Fig. 2. Immunofluorescent images showing podosomes, seen as red/green dot shaped structures in various kinds of arrangements, in cells from the myelomonocytic lineage (macrophages in a), immature dendritic cells in b) and osteoclasts in c)) and podosome-related structures (invadopodia) in tumor cells (breast cancer cell in d)).
Fig. 3. The vascular system distributes blood throughout the whole body. A diagram of a large artery (like the aorta) and of a capillary (not to the scale), are shown in cross sections on the right.
Fig. 4 . An endothelial cell with a podosome rosette degrading the fluorescent gelatin. From left to right are shown: the actin cytoskeleton in red, the fluorescent gelatin in green, a podosome marker (cortactin) in white and the last panel shows the merge of the 3 stainings.
Podosomes are cytoskeletal dot-shaped microdomains (~ 0.5 – 2 mmin diameter) that form at the substrate attached side of certain cells in in vitro cultures. As part of the cytoskeleton, these structures are highly dynamic, they assemble and dissasemble over a minute time scale. By combining adhesion, matrix degradation and mechanosensing capabilities, they enable cells to migrate across tissues.

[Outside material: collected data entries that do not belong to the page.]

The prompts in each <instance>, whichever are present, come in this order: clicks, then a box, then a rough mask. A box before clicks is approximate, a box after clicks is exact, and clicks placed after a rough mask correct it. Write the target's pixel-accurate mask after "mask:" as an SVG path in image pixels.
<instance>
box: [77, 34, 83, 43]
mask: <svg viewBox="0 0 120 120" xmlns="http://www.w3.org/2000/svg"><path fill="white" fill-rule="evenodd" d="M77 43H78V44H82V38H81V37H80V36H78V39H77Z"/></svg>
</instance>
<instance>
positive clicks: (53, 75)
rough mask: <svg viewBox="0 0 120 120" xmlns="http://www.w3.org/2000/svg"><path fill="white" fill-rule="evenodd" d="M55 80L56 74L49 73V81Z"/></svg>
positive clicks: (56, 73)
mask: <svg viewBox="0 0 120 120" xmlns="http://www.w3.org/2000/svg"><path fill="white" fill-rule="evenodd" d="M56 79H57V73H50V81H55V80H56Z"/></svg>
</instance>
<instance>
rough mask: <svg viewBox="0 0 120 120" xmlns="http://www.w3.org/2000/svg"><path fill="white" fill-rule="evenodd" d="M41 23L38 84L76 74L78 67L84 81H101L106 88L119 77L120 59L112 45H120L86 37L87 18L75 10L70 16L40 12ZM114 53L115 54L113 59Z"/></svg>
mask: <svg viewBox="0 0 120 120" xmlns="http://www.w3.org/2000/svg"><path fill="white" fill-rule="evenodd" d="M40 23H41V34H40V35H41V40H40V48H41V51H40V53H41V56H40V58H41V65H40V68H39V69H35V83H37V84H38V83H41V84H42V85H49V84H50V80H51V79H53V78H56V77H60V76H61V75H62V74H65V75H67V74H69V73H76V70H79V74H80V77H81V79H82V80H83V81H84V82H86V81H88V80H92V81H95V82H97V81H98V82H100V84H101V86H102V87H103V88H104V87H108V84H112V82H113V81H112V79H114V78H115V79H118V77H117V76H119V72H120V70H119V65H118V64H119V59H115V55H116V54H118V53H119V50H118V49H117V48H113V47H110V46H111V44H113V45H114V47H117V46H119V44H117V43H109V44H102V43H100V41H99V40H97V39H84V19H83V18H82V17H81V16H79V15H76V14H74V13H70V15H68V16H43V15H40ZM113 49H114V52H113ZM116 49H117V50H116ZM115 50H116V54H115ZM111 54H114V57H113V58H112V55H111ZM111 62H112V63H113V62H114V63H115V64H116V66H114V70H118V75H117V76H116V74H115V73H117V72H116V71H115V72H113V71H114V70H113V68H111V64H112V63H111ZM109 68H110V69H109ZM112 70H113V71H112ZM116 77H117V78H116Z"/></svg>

Structurally, podosomes comprise a concentrated core of actin associated with actin regulatory proteins such as Arp2/3, WASp/N-WASp, cortactin, myosin, dynamin, gelsolin, and cofilin that contribute in their dynamic behavior, and the scaffolding protein and Src substrate Tks5 that constitutes a reliable podosome marker. Around the central core, integrins, adaptors and signaling proteins amongst which FAK, vinculin, talin and paxillin form an adhesive ring domain. Recent studies have now shown that acto-myosin filaments radiating from the dense F-actin cores interconnect podosomes and enable collective behavior. Podosomes also contain metalloproteases (MMPs), transmembrane MMP such as MT1-MMP (MMP14) or membrane associated MMP2 and MMP9, and disintegrin metalloproteinase (ADAMs). With respect to the MMPs. Their presence points towards matrix degradation as the most prominent function of the structures. Thus, MT1-MMP is frequently included as a podosome marker and the ability to proteolyse the underlying extracellular matrix is a key criterion for the identification of podosomes (Fig. 1).
Podosomes are commonly found in cells of the myelomonocytic lineage where they form most of the cytoskeleton (Fig. 2 a-c). They are also found in tumor cells which hijack the podosome-formation machinery to elaborate structures with slightly distinct features, named invadopodia (Fig. 2d). Invadopodia alter cell behavior and enable tumor cells to cross anatomical boundaries.
The vascular system distributes blood throughout the body. Endothelial cells forms a thin monolayer at the luminal side of all blood vessels from the heart to the smallest capillaries.
All vessels, from big arteries to small capillaries, are lined by endothelial cells (that form the endothelium). These cells rest on a basement membrane, a thin layer of extracellular matrix composed of proteins and glycoaminoglycans (shown as a grey circle in Fig. 3). Major protein components are collagen-IV and laminin, that play a role both in attaching the endothelial cells as well as forming a mechanoresistant structure. The basemement membrane is a barrier that contains and separates the endothelium from the rest of the vessel. At the interface of blood and tissues, endothelial cells occupy a strategic position: they perceive and respond to changes in environmental cues such as matrix composition and/or stiffness, blood flow or oxygen concentrations, and they are in direct contact with hormones, growth factors and cytokines that are distributed via the blood.
However, endothelial cells from large and small vessels display distinct morphologies and properties. They respond to distinct signals, consistent with the fact that both types of vessels have distinct structures and functions (Fig. 3). The aorta is the main artery (the largest vessel, 3.5 cm in diameter that carries blood away from the heart to the rest of the body. Capillaries are the smallest blood vessels, their major role is to exchange gases and metabolites of all sorts. Both large and small vessels display a remarkable plasticity; arteries may widen and tiny vessels may lengthen. In all instances, vessel remodeling requires an important change in cell and matrix composition. We have shown that podosomes take central stage in allowing the endothelial cells to breach the basement membrane thus paving the way for remodeling the vascular bed.
We have discovered podosomes in endothelial cells. When plated on a fluorescent gelatin matrix; podosome activity is visualized as black holes corresponding to matrix proteolysis (Fig. 4) and pictured in (Fig. 1). We are exploring their involvement in vascular plasticity.
Experimentally, podosomes are detected by plating the cells on a fluorescent gelatin matrix; podosome activity is visualized as black holes corresponding to matrix proteolysis as shown in Fig. 4 (and depicted in the scheme (Fig. 1)).
Podosomes are found in endothelial cells originating from small and large vessels.